A flourishing denomination of evangelical Christians who differ from others in respect to the mode of administering the rite of baptism. They reject sprinkling, and hold that immersion of the whole body is the only valid mode of baptism, and essential to its specific spiritual purpose; a mode, they claim, that was universally practised throughout Christendom for 1,300 years. Their Church government is democratic. Their writers trace their origin to the third century; and they have ever been the champions of civil and religious liberty. Until the Quakers arose, at the middle of the seventeenth century, they stood alone in the advocacy of “soul-liberty.” There were none in America when Roger Williams founded Providence. Before he left England he had been under the teachings of Baptists there, some of whom had been refugees from persecution in Holland. These had instituted baptism among themselves by authorizing certain of their members to be administrators of the rite. Cast out from the Congregational churches in Massachusetts, Williams conceived the idea of forming a Baptist Church in his new home in Providence, after the manner of the refugees in Holland, but in a more simple form. In March, 1639, Ezekiel Holliman, a layman, first baptized Williams, and then Williams baptized [280] Holliman and “some ten more.” These men then formed a Baptist Church there. But Williams did not remain a Baptist long. He very early doubted the validity of Holliman's baptism, and consequently of his own. He believed “a visible succession of authorized administrators of baptism” to be necessary to insure its validity, and in the course of two months he withdrew from the Church, and never rejoined it. But the Church and its principles remained, and the colony embodied in its first code of laws (1637) a provision for perfect toleration in matters of religion. In 1764, when numbering only about 5,000 members in all America, the Baptists established their first college in Rhode Island (see Brown University). With one exception, the Baptists are the largest denomination of evangelical Christians in the United States. It is said that the first article of the amendments to the national Constitution, guaranteeing religious liberty (offered in 1789), was introduced chiefly through the influence of the Baptist denomination.

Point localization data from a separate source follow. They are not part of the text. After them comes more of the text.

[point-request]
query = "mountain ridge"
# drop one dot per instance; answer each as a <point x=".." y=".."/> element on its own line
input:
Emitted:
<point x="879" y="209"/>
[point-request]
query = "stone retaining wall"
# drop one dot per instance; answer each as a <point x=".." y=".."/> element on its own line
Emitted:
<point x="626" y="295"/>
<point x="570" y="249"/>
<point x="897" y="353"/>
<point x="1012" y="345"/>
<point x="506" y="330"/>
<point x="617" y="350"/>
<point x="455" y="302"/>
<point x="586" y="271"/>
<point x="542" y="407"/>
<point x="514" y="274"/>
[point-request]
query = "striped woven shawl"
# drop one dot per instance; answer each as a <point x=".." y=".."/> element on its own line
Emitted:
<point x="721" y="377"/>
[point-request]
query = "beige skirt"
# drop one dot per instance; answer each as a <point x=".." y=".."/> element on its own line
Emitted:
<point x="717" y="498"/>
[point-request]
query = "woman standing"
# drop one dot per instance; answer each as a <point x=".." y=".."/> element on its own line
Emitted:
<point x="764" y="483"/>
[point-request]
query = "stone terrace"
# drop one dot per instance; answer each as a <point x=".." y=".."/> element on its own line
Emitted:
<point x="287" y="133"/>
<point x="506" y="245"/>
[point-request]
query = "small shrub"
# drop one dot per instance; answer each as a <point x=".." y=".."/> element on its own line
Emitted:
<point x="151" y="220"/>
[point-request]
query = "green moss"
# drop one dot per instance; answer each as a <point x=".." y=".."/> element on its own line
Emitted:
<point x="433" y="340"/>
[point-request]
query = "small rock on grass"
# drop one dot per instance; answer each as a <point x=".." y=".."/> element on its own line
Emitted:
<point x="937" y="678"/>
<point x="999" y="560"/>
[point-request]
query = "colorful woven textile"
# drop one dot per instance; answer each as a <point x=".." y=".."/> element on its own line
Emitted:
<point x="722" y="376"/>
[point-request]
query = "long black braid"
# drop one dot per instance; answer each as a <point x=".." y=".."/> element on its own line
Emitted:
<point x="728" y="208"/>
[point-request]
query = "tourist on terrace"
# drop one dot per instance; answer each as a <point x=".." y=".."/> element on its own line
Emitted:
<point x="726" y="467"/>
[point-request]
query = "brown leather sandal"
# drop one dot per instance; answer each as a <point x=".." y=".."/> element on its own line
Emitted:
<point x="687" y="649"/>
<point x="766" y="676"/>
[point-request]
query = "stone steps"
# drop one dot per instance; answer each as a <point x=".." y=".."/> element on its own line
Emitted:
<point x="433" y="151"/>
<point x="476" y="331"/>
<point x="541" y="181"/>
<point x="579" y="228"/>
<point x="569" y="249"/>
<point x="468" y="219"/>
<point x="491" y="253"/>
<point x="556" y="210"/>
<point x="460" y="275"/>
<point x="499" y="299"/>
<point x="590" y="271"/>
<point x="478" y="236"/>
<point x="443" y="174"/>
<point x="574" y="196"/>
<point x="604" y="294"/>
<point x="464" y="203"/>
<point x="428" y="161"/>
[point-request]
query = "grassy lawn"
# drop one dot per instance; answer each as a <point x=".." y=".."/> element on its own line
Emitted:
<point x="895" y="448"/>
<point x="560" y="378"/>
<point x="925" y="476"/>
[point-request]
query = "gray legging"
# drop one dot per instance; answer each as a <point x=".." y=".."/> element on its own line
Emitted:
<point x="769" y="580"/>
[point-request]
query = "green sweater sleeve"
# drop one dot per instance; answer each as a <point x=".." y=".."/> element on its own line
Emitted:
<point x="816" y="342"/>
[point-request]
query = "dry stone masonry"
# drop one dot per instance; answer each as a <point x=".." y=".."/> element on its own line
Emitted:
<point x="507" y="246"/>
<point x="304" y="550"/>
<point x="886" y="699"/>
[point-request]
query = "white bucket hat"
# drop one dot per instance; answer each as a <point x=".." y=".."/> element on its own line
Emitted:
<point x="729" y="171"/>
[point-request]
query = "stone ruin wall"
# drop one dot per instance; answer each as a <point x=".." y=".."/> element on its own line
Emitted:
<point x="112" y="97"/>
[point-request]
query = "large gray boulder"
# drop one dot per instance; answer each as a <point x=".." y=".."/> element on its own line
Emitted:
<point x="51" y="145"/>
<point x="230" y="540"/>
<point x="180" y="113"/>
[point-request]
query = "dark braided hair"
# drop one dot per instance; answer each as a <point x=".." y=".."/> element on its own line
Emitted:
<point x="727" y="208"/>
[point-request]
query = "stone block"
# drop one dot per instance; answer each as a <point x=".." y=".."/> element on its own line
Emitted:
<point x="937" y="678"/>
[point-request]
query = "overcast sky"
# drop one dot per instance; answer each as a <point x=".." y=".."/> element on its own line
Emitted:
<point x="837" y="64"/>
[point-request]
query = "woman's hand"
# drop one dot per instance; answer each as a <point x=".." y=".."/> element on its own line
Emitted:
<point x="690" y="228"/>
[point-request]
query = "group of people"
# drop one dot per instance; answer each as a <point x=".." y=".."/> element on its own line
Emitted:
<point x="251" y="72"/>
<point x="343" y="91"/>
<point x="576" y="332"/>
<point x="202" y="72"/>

The Baptist Church in 1900 was divided into the Regular Baptist, North; Regular Baptist, South; and Regular Baptist, Colored. Besides these there were ten other Church organizations so closely allied with the Regular Baptist Church as to be officially grouped with the Regular Church. Reports for 1899 gave the following summaries for the thirteen Baptist bodies: Ministers, 33,088; churches, 49,721; and members, 4.443,628. The Northern and Southern branches of the Regular Baptist Church had 14,409 ministers, 27,893 churches, and 2,586,671 members; and the Regular Baptist Church, Colored, had 14.000 ministers, 15,000 churches, and 1,555,324 members. The largest of the other bodies was the Primitive Baptist Church. which reported 2,130 ministers, 3.530 churches, and 126,000 members. The Freewill Baptist Church followed, with 1,312 ministers, 1,517 churches, and 85,242 members.